行動ギャップ (Behavior Gap) は、ファイナンシャルプランナーのカール・リチャーズが名付けた概念で、投資商品自体のリターンと、その商品に投資した人が実際に得るリターンの差を指します。米国の調査会社ダルバーの研究では、過去30年間で S&P 500 の年平均リターンが約10%だったのに対し、株式ファンド投資家の平均リターンは約6-7%にとどまっています。年3-4%の差が30年間複利で積み重なると、最終資産は半分以下になります。

なぜギャップが生まれるのか

行動ギャップの主因は、投資家が感情に基づいて売買タイミングを誤ることです。
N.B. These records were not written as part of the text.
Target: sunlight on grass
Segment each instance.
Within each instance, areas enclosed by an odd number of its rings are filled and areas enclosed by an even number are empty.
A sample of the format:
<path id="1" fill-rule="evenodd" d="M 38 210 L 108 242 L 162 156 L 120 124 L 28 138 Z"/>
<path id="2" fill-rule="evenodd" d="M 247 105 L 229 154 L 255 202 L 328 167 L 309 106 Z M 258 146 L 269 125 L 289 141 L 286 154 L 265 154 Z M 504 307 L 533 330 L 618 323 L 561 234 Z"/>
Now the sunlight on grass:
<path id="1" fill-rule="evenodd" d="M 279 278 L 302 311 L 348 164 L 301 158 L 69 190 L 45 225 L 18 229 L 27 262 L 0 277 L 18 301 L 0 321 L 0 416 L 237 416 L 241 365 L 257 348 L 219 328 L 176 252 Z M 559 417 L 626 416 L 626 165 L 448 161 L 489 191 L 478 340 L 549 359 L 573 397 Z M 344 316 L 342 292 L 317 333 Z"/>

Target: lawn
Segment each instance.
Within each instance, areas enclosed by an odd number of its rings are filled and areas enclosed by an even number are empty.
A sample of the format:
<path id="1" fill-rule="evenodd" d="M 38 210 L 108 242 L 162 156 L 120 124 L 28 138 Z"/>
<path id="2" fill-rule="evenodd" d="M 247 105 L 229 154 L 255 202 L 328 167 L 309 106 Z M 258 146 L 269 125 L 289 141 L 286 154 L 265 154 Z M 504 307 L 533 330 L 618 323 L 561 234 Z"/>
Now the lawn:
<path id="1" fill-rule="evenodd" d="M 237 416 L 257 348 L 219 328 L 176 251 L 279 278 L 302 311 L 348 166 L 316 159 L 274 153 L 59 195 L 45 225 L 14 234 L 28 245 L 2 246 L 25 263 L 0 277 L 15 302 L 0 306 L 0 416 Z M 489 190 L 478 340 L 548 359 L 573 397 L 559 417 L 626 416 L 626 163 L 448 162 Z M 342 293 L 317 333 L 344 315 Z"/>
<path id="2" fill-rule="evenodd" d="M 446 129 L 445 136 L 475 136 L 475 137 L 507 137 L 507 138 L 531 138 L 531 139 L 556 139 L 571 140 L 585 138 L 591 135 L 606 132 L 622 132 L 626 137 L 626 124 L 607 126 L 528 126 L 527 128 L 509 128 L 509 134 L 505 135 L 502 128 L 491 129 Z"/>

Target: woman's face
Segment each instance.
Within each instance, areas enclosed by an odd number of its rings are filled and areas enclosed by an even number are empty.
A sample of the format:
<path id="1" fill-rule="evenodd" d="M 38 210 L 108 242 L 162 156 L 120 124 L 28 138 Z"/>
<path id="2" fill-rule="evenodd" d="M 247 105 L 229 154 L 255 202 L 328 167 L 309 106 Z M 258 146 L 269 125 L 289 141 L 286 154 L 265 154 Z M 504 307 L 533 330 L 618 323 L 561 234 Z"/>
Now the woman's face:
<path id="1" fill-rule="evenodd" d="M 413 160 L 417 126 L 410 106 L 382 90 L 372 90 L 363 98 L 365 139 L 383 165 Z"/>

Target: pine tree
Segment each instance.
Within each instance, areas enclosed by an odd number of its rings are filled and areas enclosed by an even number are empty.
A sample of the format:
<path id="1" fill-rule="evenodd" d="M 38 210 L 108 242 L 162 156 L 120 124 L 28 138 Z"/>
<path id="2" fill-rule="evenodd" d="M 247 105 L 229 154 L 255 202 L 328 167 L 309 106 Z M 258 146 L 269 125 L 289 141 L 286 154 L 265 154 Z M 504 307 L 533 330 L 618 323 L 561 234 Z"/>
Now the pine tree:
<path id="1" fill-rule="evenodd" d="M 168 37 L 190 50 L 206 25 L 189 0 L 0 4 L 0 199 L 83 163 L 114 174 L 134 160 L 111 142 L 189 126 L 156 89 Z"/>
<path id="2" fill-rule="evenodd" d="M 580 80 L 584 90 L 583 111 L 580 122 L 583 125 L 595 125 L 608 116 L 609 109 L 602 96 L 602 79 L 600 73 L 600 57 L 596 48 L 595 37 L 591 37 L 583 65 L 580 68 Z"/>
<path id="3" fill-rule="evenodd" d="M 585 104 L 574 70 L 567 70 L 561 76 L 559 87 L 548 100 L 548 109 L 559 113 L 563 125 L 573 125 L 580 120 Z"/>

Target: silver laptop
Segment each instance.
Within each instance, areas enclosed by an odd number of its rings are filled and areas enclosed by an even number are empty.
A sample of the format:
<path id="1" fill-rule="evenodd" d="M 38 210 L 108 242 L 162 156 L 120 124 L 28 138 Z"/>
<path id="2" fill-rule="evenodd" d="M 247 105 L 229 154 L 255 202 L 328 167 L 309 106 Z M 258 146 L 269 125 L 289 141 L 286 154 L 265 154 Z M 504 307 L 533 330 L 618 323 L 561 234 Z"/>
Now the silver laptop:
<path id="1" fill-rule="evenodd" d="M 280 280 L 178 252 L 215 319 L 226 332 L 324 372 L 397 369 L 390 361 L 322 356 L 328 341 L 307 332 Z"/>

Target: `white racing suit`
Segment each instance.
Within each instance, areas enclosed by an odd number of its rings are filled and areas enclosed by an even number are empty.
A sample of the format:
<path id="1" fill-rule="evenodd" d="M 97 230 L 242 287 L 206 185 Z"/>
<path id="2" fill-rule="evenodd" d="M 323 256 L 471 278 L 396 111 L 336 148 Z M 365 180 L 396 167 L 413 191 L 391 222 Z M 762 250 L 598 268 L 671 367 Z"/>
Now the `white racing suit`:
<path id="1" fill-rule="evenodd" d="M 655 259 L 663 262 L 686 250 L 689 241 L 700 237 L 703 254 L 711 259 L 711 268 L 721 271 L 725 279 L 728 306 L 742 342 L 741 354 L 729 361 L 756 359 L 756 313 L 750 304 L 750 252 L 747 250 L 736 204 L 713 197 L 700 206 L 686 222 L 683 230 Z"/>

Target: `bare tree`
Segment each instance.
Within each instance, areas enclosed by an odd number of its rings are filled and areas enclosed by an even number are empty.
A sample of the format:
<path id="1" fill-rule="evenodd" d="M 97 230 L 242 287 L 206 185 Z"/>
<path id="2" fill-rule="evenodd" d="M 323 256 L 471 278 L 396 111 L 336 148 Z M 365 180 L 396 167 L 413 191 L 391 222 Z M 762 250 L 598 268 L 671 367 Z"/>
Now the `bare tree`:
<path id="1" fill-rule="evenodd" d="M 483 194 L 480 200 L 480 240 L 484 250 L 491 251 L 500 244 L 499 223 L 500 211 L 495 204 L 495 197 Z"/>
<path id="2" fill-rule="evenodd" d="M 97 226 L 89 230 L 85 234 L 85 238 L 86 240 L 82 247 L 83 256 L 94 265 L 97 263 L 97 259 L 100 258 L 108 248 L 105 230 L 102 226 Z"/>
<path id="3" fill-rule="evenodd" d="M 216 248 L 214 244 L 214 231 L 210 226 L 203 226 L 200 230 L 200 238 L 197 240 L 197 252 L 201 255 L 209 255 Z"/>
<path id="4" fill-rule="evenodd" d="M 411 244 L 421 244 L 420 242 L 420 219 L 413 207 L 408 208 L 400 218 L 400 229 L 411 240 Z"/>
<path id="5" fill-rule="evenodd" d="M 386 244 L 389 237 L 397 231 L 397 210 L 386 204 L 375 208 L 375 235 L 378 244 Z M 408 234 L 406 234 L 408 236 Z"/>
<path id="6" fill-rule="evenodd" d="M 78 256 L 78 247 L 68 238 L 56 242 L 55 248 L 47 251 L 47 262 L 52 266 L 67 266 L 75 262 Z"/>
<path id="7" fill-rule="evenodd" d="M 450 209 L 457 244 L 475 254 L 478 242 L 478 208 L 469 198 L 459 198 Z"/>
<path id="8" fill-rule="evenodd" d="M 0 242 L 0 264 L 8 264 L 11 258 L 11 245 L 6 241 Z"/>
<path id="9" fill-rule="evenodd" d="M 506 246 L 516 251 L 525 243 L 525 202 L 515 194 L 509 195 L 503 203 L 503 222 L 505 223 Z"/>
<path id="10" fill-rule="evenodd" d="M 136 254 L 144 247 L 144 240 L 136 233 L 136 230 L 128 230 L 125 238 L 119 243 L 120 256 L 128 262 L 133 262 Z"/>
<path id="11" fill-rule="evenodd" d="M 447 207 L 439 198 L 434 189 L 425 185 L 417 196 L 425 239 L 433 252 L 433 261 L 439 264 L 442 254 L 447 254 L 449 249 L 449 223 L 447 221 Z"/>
市場が上昇して楽観ムードが広がると追加投資し (高値買い)、暴落して恐怖に駆られると売却します (安値売り)。ファンドの資金フローデータを見ると、最も多くの資金が流入するのは市場がピーク付近のとき、最も多くの資金が流出するのは底値付近のときです。人間の感情は、投資において体系的に逆のタイミングで行動させるのです。

行動ギャップを縮小する方法

最も効果的な対策は、感情が介入する余地を仕組みで排除することです。毎月定額の自動積立投資は、市場の上下に関わらず機械的に投資を続けるため、高値買い・安値売りのパターンを防ぎます。投資方針書を作成し、「市場が20%下落しても売らない」と事前にコミットすることも有効です。行動ギャップは投資家にとって最大のコストであり、信託報酬の数倍の影響があります。